Lawmakers debated the bill for more than three hours before voting 69-44 to pass the measure (HB 1335). The Senate is moving forward with an identical bill (SB 1774), though it has not come up for a vote on the Senate floor.
A parental-consent requirement, if ultimately approved by lawmakers, would likely spark a lawsuit that could wind up before a revamped Florida Supreme Court, which struck down a parental-consent law in 1989.
State law currently requires parents to be notified if their daughters are planning to have abortions, but the bill goes further by requiring parental consent. The bill includes exemptions for situations such as minors who have health emergencies or who already have children.
Bill sponsor Erin Grall, R-Vero Beach, argued that parents should be involved in helping minors make decisions about abortions and touted the bill as a parental rights measure.
But Rep. Susan Valdes, D-Tampa, said the proposal “attacks” girls and women.
“I see nowhere in this bill where we discuss the responsibility of the male. How will the parents of the male be involved in this?” Valdes asked.
Grall replied: “Unfortunately, the parents of the male will not be involved in this.”
Democrats had filed a half-dozen amendments to the measure, but all but one were withdrawn.
Rep.
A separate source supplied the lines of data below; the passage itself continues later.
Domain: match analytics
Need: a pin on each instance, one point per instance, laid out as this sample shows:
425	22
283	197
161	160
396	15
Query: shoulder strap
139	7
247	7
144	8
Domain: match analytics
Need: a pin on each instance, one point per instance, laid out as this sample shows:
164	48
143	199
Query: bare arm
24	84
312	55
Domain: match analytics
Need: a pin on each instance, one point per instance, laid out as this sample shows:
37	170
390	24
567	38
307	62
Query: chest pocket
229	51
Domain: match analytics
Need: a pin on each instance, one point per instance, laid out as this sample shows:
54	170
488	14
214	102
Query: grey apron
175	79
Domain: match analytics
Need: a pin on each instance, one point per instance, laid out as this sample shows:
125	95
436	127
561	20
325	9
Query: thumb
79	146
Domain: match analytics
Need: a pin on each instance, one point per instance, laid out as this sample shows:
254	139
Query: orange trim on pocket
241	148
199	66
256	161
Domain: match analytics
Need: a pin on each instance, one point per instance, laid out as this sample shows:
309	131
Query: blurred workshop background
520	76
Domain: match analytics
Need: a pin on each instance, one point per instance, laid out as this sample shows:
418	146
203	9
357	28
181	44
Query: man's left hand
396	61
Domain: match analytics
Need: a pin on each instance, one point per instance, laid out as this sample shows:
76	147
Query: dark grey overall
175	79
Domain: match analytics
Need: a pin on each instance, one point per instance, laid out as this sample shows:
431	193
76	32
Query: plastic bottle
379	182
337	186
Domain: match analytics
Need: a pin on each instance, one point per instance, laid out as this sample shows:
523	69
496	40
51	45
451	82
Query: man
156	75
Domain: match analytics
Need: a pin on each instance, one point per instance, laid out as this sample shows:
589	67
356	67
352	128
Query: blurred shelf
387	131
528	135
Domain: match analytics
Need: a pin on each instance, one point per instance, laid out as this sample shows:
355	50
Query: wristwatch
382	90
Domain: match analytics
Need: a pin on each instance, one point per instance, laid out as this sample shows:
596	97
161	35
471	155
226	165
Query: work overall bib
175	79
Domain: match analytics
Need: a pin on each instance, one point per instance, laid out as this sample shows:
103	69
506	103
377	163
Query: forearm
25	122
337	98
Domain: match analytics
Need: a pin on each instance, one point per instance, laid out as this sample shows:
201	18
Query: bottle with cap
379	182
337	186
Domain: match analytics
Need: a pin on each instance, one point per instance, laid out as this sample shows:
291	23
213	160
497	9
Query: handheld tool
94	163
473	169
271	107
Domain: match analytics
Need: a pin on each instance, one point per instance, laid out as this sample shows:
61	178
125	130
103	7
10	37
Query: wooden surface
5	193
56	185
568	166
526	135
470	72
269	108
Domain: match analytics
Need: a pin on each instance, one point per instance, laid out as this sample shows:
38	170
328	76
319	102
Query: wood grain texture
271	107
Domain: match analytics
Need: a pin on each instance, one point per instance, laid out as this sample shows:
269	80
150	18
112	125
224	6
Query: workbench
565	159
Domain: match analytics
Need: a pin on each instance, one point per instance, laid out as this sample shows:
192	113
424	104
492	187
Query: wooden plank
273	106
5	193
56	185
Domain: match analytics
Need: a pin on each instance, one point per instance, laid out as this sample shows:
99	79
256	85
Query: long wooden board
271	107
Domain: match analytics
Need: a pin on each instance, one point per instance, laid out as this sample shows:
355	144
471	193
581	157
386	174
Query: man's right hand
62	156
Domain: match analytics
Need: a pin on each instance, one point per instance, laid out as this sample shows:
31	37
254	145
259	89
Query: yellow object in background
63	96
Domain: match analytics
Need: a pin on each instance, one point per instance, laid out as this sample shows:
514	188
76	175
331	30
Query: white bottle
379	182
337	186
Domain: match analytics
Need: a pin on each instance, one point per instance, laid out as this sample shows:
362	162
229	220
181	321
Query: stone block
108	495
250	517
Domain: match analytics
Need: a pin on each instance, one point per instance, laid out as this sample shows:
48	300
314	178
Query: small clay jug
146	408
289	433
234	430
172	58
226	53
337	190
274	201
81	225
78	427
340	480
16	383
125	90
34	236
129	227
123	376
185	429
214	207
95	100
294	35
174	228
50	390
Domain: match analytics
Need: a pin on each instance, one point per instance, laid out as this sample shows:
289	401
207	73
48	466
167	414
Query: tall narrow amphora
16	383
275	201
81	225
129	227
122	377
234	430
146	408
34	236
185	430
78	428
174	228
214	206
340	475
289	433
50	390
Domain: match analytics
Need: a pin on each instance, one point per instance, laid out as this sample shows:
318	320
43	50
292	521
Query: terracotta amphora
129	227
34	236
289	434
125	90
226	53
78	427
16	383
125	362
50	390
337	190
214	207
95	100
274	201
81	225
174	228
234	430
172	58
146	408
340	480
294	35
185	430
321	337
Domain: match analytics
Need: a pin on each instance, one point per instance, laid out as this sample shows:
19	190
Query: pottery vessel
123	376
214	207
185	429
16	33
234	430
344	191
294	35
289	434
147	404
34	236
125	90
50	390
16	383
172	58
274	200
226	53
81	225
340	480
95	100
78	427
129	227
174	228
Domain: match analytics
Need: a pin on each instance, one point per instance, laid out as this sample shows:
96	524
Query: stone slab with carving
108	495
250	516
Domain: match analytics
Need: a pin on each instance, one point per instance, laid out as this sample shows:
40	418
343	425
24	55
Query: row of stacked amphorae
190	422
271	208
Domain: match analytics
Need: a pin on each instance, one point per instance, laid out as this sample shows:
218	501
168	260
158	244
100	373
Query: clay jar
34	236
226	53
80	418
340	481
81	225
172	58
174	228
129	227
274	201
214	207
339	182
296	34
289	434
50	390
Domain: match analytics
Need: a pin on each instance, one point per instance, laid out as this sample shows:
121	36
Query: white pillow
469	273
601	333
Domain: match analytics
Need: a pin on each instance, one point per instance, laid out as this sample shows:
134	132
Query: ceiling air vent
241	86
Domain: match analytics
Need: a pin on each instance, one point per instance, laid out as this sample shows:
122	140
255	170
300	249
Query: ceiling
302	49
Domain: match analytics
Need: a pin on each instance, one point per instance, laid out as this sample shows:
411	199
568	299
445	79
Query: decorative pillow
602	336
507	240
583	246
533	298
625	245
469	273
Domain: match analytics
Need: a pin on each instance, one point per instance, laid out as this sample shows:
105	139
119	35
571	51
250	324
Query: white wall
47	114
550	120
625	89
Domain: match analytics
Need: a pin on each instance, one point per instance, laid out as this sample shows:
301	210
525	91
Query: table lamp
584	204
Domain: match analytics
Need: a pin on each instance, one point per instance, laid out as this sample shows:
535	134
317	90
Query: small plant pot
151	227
Anna Eskamani, D-Orlando, tried unsuccessfully to add an amendment that would have required the Office of the State Courts Administrator to develop step-by-step guide detailing procedures for seeking a judicial waiver. Such a waiver process would allow minors to go to court to seek exemptions from the requirement to get parental consent.
The office also would have been required to publish information on accessing the names and contact information for attorneys who provide services on a pro bono basis to minors seeking judicial waivers.
The amendment was shot down on a voice vote.
People on both sides of the issue say a parental-consent law could be a test case for the Florida Supreme Court, which was overhauled in January when new Republican Gov. Ron DeSantis appointed three justices, each more conservative than the justices they replaced. Grall, an attorney, denied that the consent proposal runs afoul of the state Constitution.
“My litmus test on any bill that I ever file will be constitutionality,” Grall said.
Rep. Tommy Gregory, R-Sarasota, thanked Grall for her “brave leadership,” in bringing the bill forward.
“These are serious decisions we are allowing minor children to make without their parents. And that should not be the law in the state of Florida,” he said.